July 20 was a Friday in 2001 and Valerie was in Richmond to move more of her stuff into VCU’s West Broad apartment complex. We had been hanging out and flirting since around April, when our mutual friend Kenny asked me to intervene in their friendly bickering about his long, luxurious eyelashes. Joking over AOL Instant Messenger led to group hang outs and awkward, nervous chats in real life. But I had a plan for that night. I was going to ask her out.
I think maybe nine of us met up to catch a screening of America’s Sweethearts, the sort of coordinated group effort you just don’t see after the days of campus ministry gatherings. Afterward the whole lot of us met up in Richmond’s Meadow Park to enjoy the summer weather and continued conversation. I kept looking for an opportunity to speak privately to Valerie so I could share my feelings but there was a hitch: her sister Elizabeth, 16 at the time, had travelled with her to Richmond. And she talked. A lot. Almost endlessly.
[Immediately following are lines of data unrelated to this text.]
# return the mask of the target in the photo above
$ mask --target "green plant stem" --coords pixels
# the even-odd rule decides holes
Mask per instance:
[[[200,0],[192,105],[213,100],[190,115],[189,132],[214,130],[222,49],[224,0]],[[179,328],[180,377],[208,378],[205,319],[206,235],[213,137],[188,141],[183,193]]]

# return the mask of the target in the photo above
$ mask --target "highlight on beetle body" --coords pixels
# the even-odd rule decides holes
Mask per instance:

Eventually we walked back toward the block where many of our group lived and my friend Jake (one of the best men at our wedding) seized the moment on my behalf and pulled Elizabeth into conversation so Valerie and I could speak one-on-one. On North Morris, right beside the corral of apartment building trash cans, I glanced sideways at Valerie and muttered, “I like you.”
“I like you, too,” she said.
“Cool.”
I sheepishly asked if I could hold her hand and, after she assented, we walked on to sit and chatter in the shadow of Captain Q-tip (the now-removed Confederate artillery monument by VCU’s performing arts building) the way new lovebirds do.
The early days of our relationship were pretty corny, but they kept going. I learned to shut up and be okay with silence, and Valerie learned to open up and tell me what’s on her mind. She taught me most of what I know about art and I introduced her to some of New Jersey’s finer pleasures.
It’s remarkable enough that our marriage has lasted nearly 17 years (not bragging—marriage is hard!), but it’s also wild to me that Valerie stuck around for the 2.25 years that we dated. People change so much between the ages of 19 and 22 that it’s a wonder she still liked the person I was by the time we stood together at the altar.
And here we are twenty years later, aging together with our growing children. We weathered growth into adulthood together. I like to think that our time dating prepared us to face (and sometimes even welcome) the changes in each other for years after. I still like her. She still likes me. And I still think that’s cool.